If you require a more detailed description, I don’t have it and don’t know where to find it.

A few other comments not directly related to your question:

JIT compilation involves conversion of PTX into SASS, and it is always handled by the GPU driver.

Based on that statement, then, we can assume that different drivers may produce different SASS, for otherwise identical inputs, in a JIT-compilation scenario.

When we compare JIT-produced SASS vs. SASS produced by nvcc (as a result of specification of the target architecture for code generation), the SASS produced by nvcc uses a separate tool called ptxas (you can find ptxas on your machine - it is a separate compiler/assembler in /usr/local/cuda/bin on an ordinary linux install), whereas the SASS produced by JIT compilation is generated by the driver itself (i.e. not by ptxas - ptxas is installed by the CUDA toolkit installer, and it is not necessary to be present on a machine to support JIT compilation - only the driver is required).

Therefore, since the generating code is the driver in one case (via a codepath like ptxas embedded in the driver), and explicitly by the installed ptxas tool in the other case, we can assume that the generated SASS may be different, and, again, there are no stated claims in the CUDA documentation otherwise.

I suppose my question is whether the code path taken by the driver when assembling the PTX results in SASS that is at least as optimized as that produced from ptxas when passing to -Xptxas=-O3 to nvcc (the default). If not more so, depending on whether future versions of the driver include further improvements to the PTX->SASS stage and assuming the application is not re-compiled in the meantime.

Basically, should I be nervous about relying on JIT compilation for performance critical applications (assuming the initial JIT cost can be ignored)?

The only disadvantage listed by the documentation is: “The disadvantage of just in time compilation is increased application startup delay”. For cases where the JIT cache is not disabled, this can essentially be ignored.

As txbob says, there are no guarantees. Based on a limited amount of observations, I would say:

[1] The PTXAS component of the driver appears to be updated more frequently than the PTXAS component of the offline compiler, which is updated only when a new CUDA version ships

[2] Newer PTXAS versions found in a driver can contain bug fixes and performance enhancements not found in the offline compiler’s PXTAS component; however, the introduction of new bugs and performance regressions is also possible as with any revision to complex software

[3] In general, the PTXAS component of the driver and the PTXAS component of the offline compiler seem to generate very similar or identical code, by visual comparison of the machine code (extracted from the JIT cache and the executable, respectively)

In addition to JIT compilation from PTX, CUDA also supports JIT compilation from HLL source via NVRTC, and we recently discussed a case in these forums where the code generated by NVRTC seemed to miss optimizations performed by the offline compiler.

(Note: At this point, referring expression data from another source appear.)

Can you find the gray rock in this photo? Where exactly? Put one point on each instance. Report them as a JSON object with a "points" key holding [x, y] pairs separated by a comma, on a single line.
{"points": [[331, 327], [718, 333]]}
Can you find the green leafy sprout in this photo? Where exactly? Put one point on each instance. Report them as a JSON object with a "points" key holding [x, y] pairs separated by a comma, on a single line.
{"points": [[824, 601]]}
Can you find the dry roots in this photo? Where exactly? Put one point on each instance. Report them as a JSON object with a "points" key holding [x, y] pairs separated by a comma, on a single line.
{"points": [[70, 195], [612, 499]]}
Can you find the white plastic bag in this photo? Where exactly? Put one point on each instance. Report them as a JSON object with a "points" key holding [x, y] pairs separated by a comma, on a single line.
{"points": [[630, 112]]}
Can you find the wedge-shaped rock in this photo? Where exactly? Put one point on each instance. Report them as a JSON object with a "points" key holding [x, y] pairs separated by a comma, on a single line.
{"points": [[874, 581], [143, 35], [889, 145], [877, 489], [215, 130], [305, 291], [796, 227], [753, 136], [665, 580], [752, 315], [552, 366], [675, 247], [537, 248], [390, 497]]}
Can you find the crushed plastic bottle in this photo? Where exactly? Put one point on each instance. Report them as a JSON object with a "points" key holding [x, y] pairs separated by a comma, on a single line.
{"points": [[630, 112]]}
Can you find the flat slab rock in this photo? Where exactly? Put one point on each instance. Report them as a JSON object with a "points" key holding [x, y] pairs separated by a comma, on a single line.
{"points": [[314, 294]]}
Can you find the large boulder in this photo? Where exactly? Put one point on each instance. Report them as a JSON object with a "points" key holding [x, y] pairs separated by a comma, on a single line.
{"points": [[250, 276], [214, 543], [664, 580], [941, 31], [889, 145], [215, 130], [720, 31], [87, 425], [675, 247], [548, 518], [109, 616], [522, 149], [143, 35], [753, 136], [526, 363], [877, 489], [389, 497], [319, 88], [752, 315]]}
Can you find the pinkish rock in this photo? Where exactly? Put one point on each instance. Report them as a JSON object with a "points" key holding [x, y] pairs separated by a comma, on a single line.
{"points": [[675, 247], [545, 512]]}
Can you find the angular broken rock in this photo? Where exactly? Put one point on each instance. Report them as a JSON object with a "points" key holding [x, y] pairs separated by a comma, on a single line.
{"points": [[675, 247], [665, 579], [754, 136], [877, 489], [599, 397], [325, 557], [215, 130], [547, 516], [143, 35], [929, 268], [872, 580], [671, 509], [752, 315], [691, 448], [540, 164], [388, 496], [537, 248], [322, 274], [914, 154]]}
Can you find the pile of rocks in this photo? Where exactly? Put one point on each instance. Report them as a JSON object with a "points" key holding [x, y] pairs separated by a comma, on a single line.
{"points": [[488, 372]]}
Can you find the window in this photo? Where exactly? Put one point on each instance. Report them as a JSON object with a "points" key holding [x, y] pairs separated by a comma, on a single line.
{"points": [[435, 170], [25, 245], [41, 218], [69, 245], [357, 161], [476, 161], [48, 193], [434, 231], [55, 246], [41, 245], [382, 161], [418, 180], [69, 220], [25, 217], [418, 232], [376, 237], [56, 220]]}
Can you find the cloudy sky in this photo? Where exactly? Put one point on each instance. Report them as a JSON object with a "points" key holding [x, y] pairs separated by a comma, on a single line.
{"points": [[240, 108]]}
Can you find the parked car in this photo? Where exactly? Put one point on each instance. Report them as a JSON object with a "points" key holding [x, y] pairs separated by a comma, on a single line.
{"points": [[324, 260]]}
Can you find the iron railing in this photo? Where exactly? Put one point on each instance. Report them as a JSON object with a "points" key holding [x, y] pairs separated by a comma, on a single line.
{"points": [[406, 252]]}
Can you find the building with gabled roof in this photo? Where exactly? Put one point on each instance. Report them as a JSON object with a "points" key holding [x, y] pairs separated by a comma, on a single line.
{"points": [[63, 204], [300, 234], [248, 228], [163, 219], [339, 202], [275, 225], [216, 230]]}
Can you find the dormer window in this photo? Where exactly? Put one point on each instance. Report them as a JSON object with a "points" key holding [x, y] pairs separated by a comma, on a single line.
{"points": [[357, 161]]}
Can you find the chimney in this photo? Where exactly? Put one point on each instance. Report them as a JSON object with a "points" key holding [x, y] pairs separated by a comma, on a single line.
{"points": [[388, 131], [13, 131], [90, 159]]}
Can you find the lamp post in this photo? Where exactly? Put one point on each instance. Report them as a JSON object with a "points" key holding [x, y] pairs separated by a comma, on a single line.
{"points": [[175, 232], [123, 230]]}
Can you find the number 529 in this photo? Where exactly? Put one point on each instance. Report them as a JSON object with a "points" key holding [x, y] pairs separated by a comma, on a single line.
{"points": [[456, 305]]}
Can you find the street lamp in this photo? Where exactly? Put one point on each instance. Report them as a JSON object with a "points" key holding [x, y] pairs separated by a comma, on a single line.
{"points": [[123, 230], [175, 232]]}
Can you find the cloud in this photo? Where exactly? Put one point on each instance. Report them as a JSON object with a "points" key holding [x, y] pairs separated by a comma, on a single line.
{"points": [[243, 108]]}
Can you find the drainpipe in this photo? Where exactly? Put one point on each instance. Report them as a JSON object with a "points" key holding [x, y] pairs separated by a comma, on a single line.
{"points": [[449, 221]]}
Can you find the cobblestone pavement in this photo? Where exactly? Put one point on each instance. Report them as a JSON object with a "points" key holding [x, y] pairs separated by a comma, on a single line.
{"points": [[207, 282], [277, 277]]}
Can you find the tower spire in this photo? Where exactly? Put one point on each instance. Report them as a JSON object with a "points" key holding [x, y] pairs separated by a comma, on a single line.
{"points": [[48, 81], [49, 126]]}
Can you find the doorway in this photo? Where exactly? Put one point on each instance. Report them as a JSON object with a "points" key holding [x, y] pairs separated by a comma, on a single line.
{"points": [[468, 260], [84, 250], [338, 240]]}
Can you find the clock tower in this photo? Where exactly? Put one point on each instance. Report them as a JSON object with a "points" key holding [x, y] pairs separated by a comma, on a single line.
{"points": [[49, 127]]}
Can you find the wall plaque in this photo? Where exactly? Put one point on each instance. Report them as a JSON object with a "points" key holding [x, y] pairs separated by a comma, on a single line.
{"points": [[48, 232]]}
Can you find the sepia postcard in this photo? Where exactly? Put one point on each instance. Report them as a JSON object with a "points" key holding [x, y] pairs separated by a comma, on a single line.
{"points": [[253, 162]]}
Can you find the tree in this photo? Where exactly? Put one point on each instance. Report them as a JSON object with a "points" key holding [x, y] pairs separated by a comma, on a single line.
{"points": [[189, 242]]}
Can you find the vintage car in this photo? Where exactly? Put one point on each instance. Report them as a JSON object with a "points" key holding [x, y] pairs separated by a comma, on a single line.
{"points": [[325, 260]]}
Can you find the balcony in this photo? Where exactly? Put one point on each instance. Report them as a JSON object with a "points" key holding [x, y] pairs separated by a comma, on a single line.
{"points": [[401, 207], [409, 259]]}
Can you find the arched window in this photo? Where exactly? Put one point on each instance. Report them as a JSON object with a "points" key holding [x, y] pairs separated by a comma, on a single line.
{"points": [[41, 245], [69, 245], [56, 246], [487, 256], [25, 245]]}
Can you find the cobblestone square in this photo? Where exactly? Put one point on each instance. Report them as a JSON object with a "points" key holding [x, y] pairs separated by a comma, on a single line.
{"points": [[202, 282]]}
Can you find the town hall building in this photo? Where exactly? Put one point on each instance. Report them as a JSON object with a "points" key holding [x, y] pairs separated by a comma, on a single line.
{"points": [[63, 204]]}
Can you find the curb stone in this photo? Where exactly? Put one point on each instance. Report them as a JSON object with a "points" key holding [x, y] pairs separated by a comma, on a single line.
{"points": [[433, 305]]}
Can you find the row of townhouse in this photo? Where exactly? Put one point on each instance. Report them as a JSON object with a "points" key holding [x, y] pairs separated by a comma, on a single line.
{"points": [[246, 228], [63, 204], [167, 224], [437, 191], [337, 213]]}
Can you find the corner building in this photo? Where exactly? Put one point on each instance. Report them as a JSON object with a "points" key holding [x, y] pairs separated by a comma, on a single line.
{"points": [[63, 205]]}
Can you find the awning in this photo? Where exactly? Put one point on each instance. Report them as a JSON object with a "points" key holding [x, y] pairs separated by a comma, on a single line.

This was just a single observation, and it wasn’t immediately clear whether the differences were due to different compiler configuration or the compilers themselves.

In practical terms, I would claim that it is a best practice to ship CUDA applications with machine code for all intended target architectures baked into the executable (i.e. a fat binary), and include PTX only for the most recent architecture, to be used for JIT compilation on future architectures not yet available at the time the software ships.

Using JIT compilation from either PTX or HLL source for run-time code creation is a separate use case of course. There are plenty of applications that make use of that to dynamically compile user queries or formulas.

Ok great, thanks for the info :)